Former Reserve Bank of India (RBI) Governor M Narasimham passed away on April 20 due to COVID-19-related illness. Narasimham has the distinction of being the only person who rose from the RBI cadre officer (Economics Research) to become RBI Governor. He also served as Banking Secretary in the government, Executive Director of the International Monetary Fund and World Bank, Vice-President of the Asian Development Bank, etc.
In 2002, he wrote a memoir ‘From Reserve Bank to Finance Ministry and Beyond: Some Reminiscences’ (I have been searching for a copy but to no avail). Economist Anand Chandavarkar in a book review mentioned that Narasimham was a budding cricketer and if not for myopia he could have made it to the team of St John’s College at Cambridge University which had Test-level cricketers. Clearly it was cricket’s loss and banking’s gain.
Narasimham was appointed RBI Governor in trying times. In the 1977 general elections (held after Emergency), the Janata Party terminated the tenure of KR Puri and reached out to IG Patel to become the RBI Governor. However, Patel could not as he was on an away assignment. This led to appointment of Narasimham as the 13th (interim) RBI Governor from May 1977 to November 1977.
Narasimham’s seven month tenure was quite eventful. His May ’77 policy to keep interest rates unchanged brought criticism from stalwart economists CN Vakil and PR Brahmananda who wanted higher rates to dampen inflation. There was also this incident of Finance Minister HM Patel addressing bankers right after the credit policy, a first in RBI’s history. But no one from the media raised questions over the RBI’s autonomy which was hardly an issue at that time. His tenure also saw demarcation of savings deposits into demand and time liabilities.
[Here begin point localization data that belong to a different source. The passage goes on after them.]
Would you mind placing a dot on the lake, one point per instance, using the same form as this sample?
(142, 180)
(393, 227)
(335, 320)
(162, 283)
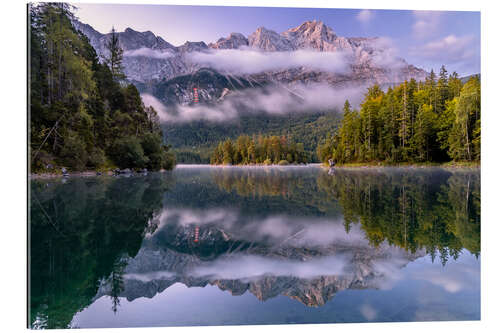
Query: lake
(208, 245)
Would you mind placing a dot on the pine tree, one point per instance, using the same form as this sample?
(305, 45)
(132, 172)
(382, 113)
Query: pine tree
(115, 57)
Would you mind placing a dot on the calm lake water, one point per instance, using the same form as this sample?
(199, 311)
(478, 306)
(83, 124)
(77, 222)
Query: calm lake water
(255, 245)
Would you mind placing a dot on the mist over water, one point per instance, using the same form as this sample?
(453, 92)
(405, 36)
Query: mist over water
(206, 245)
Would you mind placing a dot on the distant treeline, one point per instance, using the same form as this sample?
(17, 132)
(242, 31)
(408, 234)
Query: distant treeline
(437, 120)
(259, 150)
(83, 114)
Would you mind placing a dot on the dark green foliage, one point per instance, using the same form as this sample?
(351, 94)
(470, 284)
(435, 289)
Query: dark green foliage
(128, 153)
(413, 122)
(79, 110)
(193, 142)
(259, 150)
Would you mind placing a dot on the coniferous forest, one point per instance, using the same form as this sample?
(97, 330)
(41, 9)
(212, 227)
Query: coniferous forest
(433, 121)
(83, 114)
(259, 150)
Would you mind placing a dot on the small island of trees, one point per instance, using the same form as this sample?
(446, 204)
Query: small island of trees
(259, 150)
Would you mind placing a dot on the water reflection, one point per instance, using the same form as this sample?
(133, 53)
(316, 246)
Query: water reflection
(293, 232)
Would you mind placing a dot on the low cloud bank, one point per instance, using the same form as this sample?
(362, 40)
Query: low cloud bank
(273, 101)
(249, 267)
(251, 61)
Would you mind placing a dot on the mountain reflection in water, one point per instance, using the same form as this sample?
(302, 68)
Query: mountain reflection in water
(288, 236)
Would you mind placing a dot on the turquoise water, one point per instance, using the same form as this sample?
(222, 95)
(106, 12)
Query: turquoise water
(255, 245)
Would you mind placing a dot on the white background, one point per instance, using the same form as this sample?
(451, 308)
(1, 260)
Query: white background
(13, 170)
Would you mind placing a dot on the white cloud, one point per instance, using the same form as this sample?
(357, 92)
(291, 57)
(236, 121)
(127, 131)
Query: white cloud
(277, 100)
(248, 267)
(251, 61)
(450, 49)
(365, 16)
(368, 312)
(426, 23)
(148, 53)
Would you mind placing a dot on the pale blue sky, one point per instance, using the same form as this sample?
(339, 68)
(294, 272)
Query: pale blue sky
(425, 39)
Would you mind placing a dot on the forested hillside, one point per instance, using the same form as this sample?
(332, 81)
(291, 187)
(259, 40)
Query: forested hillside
(433, 121)
(82, 114)
(194, 142)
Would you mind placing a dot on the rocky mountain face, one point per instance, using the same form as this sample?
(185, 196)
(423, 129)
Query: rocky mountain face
(149, 58)
(171, 255)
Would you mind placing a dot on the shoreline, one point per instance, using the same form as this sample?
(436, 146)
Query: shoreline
(349, 166)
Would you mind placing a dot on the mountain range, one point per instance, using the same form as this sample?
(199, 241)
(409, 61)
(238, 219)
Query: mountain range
(265, 83)
(150, 58)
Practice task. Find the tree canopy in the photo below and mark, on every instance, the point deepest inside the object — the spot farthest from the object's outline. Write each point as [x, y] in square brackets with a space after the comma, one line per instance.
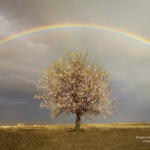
[73, 86]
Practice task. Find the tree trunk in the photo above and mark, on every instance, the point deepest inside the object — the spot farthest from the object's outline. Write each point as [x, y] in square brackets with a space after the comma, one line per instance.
[78, 122]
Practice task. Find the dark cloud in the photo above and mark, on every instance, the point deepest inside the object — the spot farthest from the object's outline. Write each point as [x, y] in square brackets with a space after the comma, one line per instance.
[23, 59]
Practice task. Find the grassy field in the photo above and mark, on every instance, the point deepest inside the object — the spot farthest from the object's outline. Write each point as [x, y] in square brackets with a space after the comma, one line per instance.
[126, 136]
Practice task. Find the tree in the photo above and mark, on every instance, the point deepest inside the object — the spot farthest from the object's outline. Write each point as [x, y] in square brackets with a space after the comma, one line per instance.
[77, 88]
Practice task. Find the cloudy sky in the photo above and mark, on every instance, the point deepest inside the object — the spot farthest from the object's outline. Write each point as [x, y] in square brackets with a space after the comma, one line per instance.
[22, 60]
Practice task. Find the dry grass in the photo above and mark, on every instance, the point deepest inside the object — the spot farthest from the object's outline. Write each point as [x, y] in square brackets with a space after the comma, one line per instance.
[63, 137]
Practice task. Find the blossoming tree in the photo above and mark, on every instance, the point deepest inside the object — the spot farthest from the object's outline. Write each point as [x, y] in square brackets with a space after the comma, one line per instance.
[75, 87]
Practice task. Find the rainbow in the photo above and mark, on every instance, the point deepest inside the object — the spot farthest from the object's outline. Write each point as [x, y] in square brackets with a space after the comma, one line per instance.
[61, 26]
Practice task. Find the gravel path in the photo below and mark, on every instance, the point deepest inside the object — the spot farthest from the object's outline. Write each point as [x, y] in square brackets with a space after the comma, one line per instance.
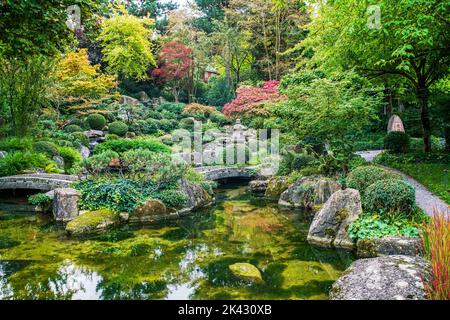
[424, 198]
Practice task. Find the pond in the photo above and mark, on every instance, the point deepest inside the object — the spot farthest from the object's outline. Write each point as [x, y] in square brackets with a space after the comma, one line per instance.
[186, 259]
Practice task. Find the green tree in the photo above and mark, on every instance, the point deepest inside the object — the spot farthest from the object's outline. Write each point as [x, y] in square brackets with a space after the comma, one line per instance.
[411, 43]
[126, 45]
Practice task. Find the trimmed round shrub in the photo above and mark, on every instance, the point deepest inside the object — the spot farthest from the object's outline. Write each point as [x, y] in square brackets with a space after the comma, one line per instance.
[150, 126]
[46, 147]
[72, 128]
[96, 121]
[81, 138]
[173, 198]
[118, 127]
[301, 161]
[389, 195]
[362, 177]
[397, 142]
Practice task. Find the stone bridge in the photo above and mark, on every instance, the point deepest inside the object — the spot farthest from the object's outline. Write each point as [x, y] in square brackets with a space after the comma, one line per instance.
[37, 181]
[222, 172]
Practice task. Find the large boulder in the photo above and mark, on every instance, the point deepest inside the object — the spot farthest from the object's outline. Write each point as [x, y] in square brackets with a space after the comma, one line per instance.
[258, 187]
[389, 245]
[246, 272]
[65, 204]
[330, 225]
[147, 212]
[308, 192]
[383, 278]
[93, 222]
[276, 186]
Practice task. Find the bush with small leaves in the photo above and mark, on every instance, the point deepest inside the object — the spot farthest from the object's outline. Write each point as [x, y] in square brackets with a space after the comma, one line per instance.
[362, 177]
[119, 128]
[397, 142]
[96, 121]
[72, 128]
[389, 195]
[48, 148]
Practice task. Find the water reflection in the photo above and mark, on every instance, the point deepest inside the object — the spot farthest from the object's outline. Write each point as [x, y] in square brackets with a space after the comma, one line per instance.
[187, 259]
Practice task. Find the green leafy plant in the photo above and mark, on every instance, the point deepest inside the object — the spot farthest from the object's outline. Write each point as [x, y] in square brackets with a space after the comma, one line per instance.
[362, 177]
[118, 128]
[96, 121]
[397, 142]
[389, 195]
[39, 199]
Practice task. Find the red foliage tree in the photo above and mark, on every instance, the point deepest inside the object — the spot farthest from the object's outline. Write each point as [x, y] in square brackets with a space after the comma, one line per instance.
[175, 62]
[248, 98]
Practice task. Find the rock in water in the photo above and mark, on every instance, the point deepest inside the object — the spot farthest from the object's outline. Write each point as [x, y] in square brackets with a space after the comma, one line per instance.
[85, 153]
[65, 204]
[384, 278]
[92, 222]
[148, 211]
[59, 161]
[330, 224]
[258, 187]
[276, 186]
[247, 272]
[389, 245]
[308, 192]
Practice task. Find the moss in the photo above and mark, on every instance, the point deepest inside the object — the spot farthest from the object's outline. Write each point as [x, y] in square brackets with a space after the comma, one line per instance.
[341, 215]
[246, 271]
[92, 222]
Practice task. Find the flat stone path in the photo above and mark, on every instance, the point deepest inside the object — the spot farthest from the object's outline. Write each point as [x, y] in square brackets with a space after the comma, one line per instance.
[424, 198]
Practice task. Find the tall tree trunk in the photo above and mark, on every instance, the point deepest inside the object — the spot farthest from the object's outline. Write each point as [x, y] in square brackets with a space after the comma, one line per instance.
[422, 96]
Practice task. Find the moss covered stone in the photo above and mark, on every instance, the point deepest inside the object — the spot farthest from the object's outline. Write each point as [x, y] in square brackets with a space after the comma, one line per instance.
[92, 222]
[247, 272]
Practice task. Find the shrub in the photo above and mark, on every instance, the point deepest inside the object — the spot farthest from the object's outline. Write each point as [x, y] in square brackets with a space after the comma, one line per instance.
[16, 144]
[373, 226]
[397, 142]
[72, 128]
[150, 126]
[15, 162]
[81, 138]
[167, 125]
[123, 145]
[362, 177]
[46, 147]
[39, 199]
[118, 127]
[389, 195]
[301, 160]
[173, 198]
[96, 121]
[71, 157]
[99, 162]
[436, 243]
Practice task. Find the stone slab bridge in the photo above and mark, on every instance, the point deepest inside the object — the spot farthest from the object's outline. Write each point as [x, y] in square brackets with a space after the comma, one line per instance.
[37, 181]
[222, 172]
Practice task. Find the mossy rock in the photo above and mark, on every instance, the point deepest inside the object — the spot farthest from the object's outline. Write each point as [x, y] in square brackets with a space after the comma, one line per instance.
[92, 222]
[276, 186]
[246, 271]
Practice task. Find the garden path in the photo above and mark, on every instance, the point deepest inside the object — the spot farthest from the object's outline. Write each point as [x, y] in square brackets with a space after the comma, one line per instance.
[424, 198]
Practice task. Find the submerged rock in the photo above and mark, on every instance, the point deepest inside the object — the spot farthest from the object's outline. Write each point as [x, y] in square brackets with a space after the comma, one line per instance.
[396, 277]
[389, 245]
[65, 204]
[330, 225]
[93, 222]
[148, 211]
[308, 192]
[276, 186]
[247, 272]
[258, 187]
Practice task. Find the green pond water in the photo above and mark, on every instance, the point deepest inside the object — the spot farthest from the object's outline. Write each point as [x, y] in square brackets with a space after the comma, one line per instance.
[186, 259]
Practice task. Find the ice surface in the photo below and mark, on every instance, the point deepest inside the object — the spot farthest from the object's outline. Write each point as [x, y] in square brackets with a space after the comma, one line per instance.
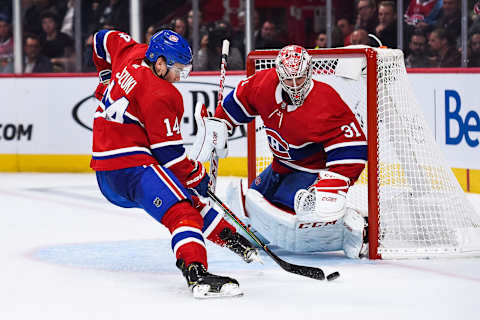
[66, 253]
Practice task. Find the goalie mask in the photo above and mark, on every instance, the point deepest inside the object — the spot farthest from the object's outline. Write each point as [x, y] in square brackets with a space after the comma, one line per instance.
[294, 70]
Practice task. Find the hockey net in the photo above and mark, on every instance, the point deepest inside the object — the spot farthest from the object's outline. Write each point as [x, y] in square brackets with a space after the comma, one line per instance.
[415, 206]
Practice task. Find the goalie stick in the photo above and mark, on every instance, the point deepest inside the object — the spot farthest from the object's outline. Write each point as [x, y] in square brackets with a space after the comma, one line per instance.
[213, 169]
[310, 272]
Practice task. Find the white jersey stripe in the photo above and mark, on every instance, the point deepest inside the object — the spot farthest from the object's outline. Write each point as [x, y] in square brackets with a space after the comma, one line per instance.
[186, 241]
[166, 144]
[120, 151]
[175, 161]
[212, 225]
[169, 182]
[186, 228]
[345, 144]
[345, 161]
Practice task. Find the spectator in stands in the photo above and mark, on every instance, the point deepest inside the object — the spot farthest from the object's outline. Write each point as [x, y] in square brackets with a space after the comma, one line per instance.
[32, 19]
[360, 36]
[423, 14]
[417, 58]
[386, 30]
[57, 46]
[149, 33]
[238, 35]
[67, 21]
[115, 13]
[202, 28]
[450, 19]
[445, 55]
[209, 56]
[366, 15]
[179, 26]
[6, 45]
[474, 52]
[34, 62]
[94, 12]
[268, 38]
[347, 28]
[321, 40]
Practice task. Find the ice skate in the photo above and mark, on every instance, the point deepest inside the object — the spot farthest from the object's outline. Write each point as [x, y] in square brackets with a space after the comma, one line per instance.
[207, 285]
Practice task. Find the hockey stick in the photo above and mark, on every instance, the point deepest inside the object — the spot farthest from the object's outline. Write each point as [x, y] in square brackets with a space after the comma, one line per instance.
[213, 170]
[310, 272]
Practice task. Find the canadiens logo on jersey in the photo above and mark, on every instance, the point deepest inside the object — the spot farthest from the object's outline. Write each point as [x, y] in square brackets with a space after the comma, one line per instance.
[278, 145]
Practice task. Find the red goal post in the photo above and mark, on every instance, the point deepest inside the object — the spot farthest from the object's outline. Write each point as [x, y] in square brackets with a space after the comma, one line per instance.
[407, 167]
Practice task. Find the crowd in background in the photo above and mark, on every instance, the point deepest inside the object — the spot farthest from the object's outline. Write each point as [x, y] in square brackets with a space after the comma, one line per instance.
[432, 30]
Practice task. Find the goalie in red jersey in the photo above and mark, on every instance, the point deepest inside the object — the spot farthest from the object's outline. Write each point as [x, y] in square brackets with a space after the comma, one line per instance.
[139, 157]
[319, 150]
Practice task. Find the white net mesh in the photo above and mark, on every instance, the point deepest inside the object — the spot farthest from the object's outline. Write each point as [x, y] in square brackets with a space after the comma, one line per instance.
[422, 210]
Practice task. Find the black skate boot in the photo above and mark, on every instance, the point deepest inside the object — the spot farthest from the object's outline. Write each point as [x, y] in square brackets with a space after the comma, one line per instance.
[364, 250]
[240, 245]
[207, 285]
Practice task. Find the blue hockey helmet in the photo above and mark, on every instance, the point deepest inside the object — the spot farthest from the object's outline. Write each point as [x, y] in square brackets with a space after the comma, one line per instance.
[170, 45]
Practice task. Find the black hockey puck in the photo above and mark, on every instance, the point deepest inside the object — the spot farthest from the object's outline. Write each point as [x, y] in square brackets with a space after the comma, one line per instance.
[333, 276]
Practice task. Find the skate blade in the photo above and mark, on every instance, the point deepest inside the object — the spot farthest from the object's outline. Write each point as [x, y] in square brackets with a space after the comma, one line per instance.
[255, 257]
[228, 290]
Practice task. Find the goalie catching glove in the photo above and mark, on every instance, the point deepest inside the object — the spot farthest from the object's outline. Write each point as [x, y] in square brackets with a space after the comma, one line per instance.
[212, 135]
[326, 198]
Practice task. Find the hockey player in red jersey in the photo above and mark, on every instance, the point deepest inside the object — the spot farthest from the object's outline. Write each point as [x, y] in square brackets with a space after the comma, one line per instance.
[138, 151]
[319, 150]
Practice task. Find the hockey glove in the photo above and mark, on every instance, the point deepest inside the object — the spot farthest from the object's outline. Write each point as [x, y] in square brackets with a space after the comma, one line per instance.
[197, 180]
[326, 198]
[212, 135]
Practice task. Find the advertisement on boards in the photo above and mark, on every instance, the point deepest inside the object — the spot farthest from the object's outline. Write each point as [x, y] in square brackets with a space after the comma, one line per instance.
[54, 115]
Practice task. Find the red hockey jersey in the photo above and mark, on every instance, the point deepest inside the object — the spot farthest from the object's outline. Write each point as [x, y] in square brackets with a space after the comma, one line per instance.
[138, 119]
[322, 133]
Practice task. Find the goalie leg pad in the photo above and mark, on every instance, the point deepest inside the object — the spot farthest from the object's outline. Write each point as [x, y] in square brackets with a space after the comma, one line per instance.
[281, 189]
[291, 232]
[353, 234]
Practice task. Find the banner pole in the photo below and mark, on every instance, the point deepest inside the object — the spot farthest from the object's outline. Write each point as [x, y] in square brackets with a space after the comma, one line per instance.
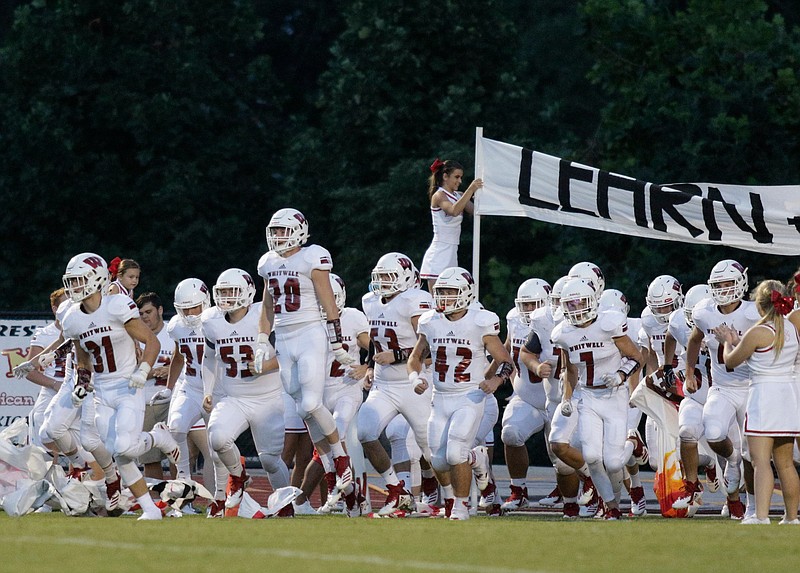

Becoming the RBI Governor is generally seen as epitome of one’s career and the careers of most governors end with this tenure. But this was not true Narasimham. This had to wait till the 1991 reforms of which the banking sector was a critical component.
The RBI appointed Narasimham as the Chair of Committee on the Financial System and the rest is history. The committee report etched Narasimham’s name on the history of Indian Economy.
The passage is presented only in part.